Britain has agreed a new fisheries deal with the European Union over how to divide up shared stocks in the year ahead, prompting dismay among environmentalists.
Under the Brexit trade deal, London and Brussels are required to annually agree on catch quotas and fishing rights in the North Sea and Atlantic Ocean – a separate affair from the row over fishing licences which has sparked threats of a trade war and prompted French trawlers to blockade the Channel.
In contrast to the tone typically ascribed to the spat with France – and thorny negotiations over the Northern Ireland Protocol – European minister Joze Podgorsek hailed the agreement as being “thanks to good will and a constructive approach on both sides”, setting “a good precedent for future negotiations with the UK”.
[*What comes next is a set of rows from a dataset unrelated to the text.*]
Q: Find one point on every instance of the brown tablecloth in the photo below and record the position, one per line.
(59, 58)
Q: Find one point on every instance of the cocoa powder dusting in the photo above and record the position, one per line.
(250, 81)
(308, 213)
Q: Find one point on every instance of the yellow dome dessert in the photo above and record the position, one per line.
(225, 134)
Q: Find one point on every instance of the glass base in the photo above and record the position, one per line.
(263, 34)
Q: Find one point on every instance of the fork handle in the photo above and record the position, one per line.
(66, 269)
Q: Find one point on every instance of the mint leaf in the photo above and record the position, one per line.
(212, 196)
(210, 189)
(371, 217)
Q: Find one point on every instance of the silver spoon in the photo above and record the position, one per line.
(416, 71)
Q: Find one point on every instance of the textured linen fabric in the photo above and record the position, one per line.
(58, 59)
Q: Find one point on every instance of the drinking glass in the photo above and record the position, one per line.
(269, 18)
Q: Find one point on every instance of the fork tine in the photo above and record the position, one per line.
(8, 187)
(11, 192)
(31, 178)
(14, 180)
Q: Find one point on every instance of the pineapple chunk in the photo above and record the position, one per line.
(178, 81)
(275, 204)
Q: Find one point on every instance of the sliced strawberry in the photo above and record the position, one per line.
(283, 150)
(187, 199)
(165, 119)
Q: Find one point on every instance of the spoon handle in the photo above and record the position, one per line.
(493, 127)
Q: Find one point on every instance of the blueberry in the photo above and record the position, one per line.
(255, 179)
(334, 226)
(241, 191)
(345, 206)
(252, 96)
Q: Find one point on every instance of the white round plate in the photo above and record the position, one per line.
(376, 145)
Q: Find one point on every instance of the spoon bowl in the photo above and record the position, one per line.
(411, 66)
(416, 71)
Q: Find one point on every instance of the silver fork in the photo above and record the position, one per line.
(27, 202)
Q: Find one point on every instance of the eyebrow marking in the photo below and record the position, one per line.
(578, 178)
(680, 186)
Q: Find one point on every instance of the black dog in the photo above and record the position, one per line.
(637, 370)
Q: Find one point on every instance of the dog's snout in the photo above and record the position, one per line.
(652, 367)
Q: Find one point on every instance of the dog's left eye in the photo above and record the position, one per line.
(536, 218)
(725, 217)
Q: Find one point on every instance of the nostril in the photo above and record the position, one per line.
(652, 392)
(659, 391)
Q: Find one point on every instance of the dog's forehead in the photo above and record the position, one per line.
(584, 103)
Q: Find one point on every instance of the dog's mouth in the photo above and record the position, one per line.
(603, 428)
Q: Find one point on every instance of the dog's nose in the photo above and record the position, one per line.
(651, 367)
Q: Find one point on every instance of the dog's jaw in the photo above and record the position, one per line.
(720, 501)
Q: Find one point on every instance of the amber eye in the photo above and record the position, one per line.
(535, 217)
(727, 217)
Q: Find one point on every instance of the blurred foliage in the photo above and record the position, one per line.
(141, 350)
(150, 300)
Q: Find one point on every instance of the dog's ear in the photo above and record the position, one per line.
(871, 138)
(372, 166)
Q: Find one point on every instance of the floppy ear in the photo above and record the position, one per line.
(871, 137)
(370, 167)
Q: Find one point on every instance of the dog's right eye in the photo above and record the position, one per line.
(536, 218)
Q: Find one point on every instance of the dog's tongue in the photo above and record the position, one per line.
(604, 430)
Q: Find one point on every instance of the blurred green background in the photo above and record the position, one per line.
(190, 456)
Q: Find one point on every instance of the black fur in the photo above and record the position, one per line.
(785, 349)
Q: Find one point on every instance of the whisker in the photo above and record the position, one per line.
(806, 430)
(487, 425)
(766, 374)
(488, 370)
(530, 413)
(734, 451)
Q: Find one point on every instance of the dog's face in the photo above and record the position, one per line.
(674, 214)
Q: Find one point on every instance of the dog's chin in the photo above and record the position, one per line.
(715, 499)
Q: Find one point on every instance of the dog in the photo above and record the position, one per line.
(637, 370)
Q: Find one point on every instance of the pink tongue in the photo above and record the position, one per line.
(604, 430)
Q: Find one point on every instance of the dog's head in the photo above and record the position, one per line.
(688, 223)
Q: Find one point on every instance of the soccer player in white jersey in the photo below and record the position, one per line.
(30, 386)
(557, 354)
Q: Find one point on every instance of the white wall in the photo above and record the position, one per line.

Environment secretary George Eustice also welcomed the “balanced agreement”, which the government said will provide around 140,000 tonnes of fishing opportunities for UK fleets, estimated to be worth around £313m, based on historic landing prices.
One fishing industry expert told The Independent that the deal “largely follows the same pattern” as the first annual deal, which was only struck in June, reportedly after months of difficult talks mired in disputes over how to both meet environmental aims and ensure maximum access for fishermen.
“Nevertheless, the signs are that the underlying tensions arising from the UK’s departure from the EU have been in evidence throughout this set of negotiations,” said Barrie Deas, chief executive of the National Federation of Fishermen’s Organisations (NFFO).
While Mr Deas said the negotiations themselves had been “utterly opaque”, causing “palpable” frustration among industry representatives, he claimed that the European Commission “appears to have had a torrid time with some of its member states”.
But despite the avoidance of a political stand-off across the Channel, environmentalists greeted the deal with alarm.
Lamenting that Wednesday’s agreement “should have been the beginning of a new post-Brexit era of truly sustainable, science-based fisheries management”, ClientEarth expert Jenni Grossmann said that instead of giving vulnerable fish stocks “a decisive nudge towards recovery”, ministers had “chosen to keep them on the brink”.
Stocks, such as cod in the Celtic Sea and west of Scotland, will continue to hover on the brink of commercial extinction, she said.
“Just like in pre-Brexit times, they have continued to prioritise short-term commercial interests over long-term sustainability for both fish and fishers – perpetuating the dire state of these depleted stocks,” Ms Grossmann said.
And others suggested the deal did not live up to a post-Brexit commitments towards sustainable fishing.
“The agreed ambition expressed in the [Brexit trade deal] was that of recovering shared fish populations and maintaining them above healthy levels,” said Vera Coelho, senior director of advocacy at the Oceana environmental group.
“This is lacking in the current agreement as certain fish populations, like west of Scotland herring, Irish Sea whiting or Celtic Sea cod, will continue to be overexploited in 2022.”
But Mr Deas, of the NFFS, complained that catch limits for a range of species appeared to have been “artificially” set below scientific advice from the International Council for the Exploration of the Sea, “ostensibly to protect cod”, claiming that UK ministers seemed to have taken the lead during negotiations “in promoting a hardline approach, presumably to placate the environmental lobby”.
“This does not amount to a coherent or convincing approach to doing what can be done to maintain cod stocks during a period of rapid environmental change whilst maintaining viable fisheries on other stocks,” he said.
The deal also commits the UK and EU to “rapidly develop” new strategies to ensure the sustainable management of non-quota species, which can be thrown back into the sea after being caught.
But both parties agreed not to apply fishing limits to these species – which include gurnards, catfish, weevers and squid – in the year ahead.
“This is likely to be one of the most important, complex, and sensitive policy areas during 2022 and beyond,” Mr Deas said.
In a statement, the environment secretary Mr Eustice said the talks had “secured certainty for the incoming year, adding: “The balanced agreement made today provides a strong foundation as we seek to deliver more sustainable fisheries management, as set out in our landmark Fisheries Act.”